The English are also particularly sensitive to the financial implications of the union. And there is a real possibility that the territorial distribution of public expenditure could turn into a source of resentment. But this sense of grievance is, for most people, directed at London and the south-east rather than Scotland.

This suggests that a new fiscal settlement across the UK is an increasingly imperative step, and is now a vital pre-requisite for setting the union on a more enduring, sustainable footing.

Let’s stay together

But while UKIP has articulated a nostalgic and populist vein of Englishness, and the Conservatives have tried to stoke anti-Scottish sentiment, neither of these expressions of English national identity capture the fluidity and character of mainstream opinion in England.

There is also an historically ingrained seam of pragmatism and tolerance running throughout the English psyche, and this has underpinned its peoples’ forbearance towards the many different governing arrangements – however asymmetric and idiosyncratic – and unions with which they have lived over many centuries.

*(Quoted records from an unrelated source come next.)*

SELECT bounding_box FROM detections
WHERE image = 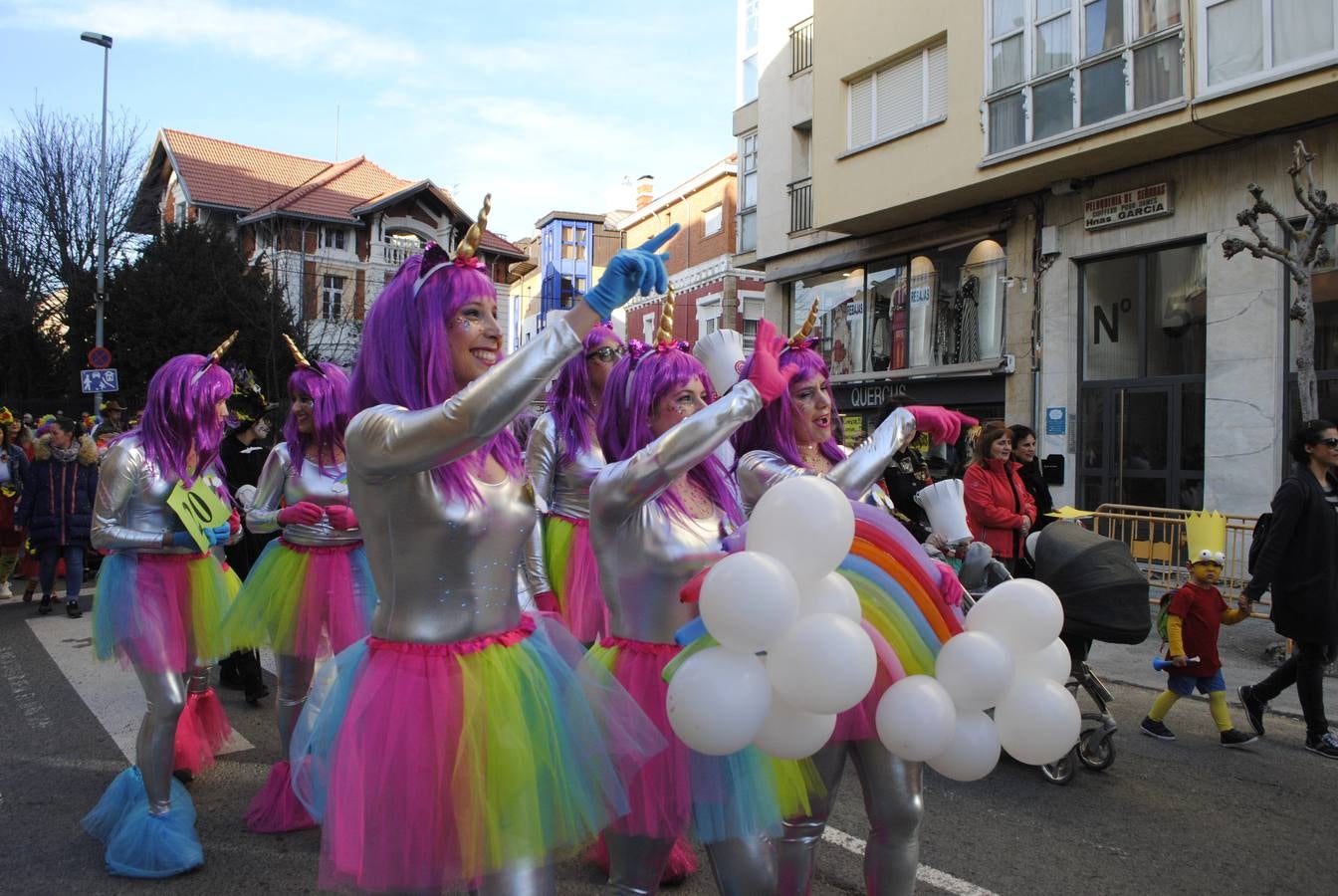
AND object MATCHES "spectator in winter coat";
[962,427,1035,572]
[15,418,98,619]
[1239,420,1338,760]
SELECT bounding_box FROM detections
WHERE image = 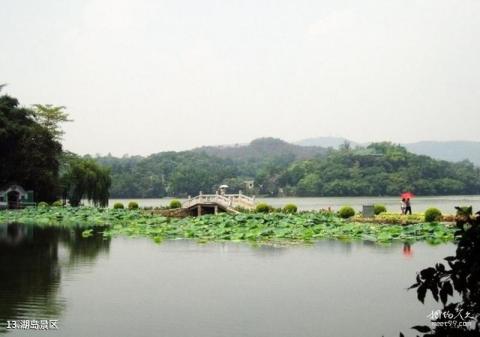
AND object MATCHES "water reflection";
[0,224,110,333]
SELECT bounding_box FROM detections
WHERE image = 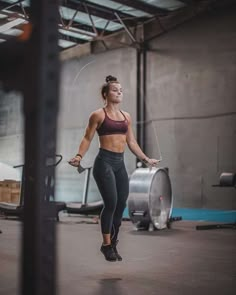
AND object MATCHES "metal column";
[21,0,59,295]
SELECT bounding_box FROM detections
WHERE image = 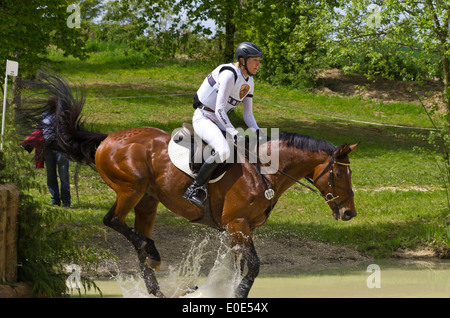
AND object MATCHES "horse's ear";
[334,142,359,159]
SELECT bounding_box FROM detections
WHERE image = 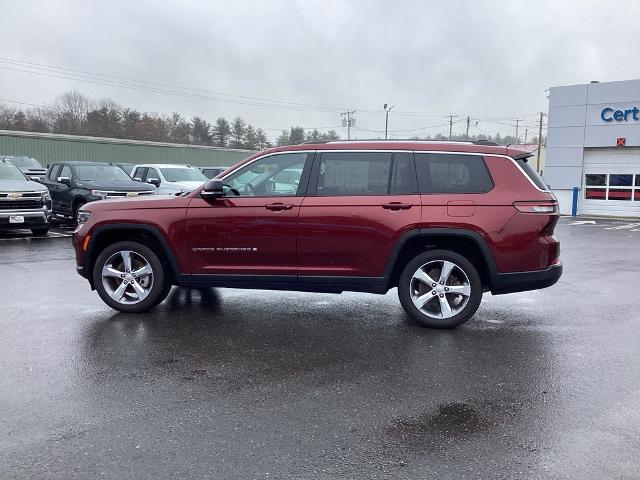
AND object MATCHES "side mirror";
[200,178,224,198]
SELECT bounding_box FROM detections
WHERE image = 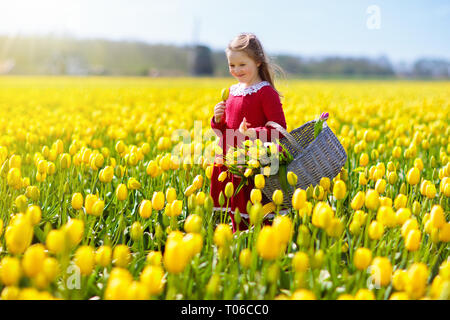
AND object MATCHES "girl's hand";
[239,117,256,139]
[214,101,225,123]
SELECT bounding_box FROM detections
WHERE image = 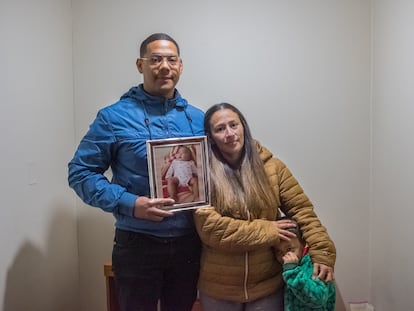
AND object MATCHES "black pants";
[112,229,201,311]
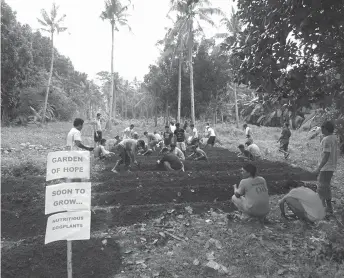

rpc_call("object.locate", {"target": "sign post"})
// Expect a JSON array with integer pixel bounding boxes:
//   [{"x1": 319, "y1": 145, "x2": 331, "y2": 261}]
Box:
[{"x1": 45, "y1": 148, "x2": 91, "y2": 278}]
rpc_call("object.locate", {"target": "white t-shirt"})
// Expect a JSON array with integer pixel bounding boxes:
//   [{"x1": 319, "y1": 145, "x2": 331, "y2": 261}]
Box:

Sturgeon and Farage face off in the leader debate. Stefan Rousseau/PA

It is certainly true that a growing minority of English voters are more inclined to hang a variety of grievances upon an English identity. But the vast majority do not tend to see things in quite that way.

Worries and anger about inequality, the unaccountability of economic elites, and regional imbalances within the country are all also important concerns. And these are bound up with a growing feeling that the British state has been neglectful of, or indifferent to, the people of the English heartland.

The shifting character of this new English sense of collective self, which has grown over the last quarter century, suggests that the English want their politicians to speak more directly and unequivocally about England and its distinctive interests and worries – but still envisage the continuance of a wider union.

The growing desire for a more anglicised political conversation is perhaps an inevitable result of the rise of much more self-confident Scottish and Welsh equivalents, but does not necessarily signal a turning away from the idea of a United Kingdom. It is time, perhaps, that Westminster’s campaigning politicians took note.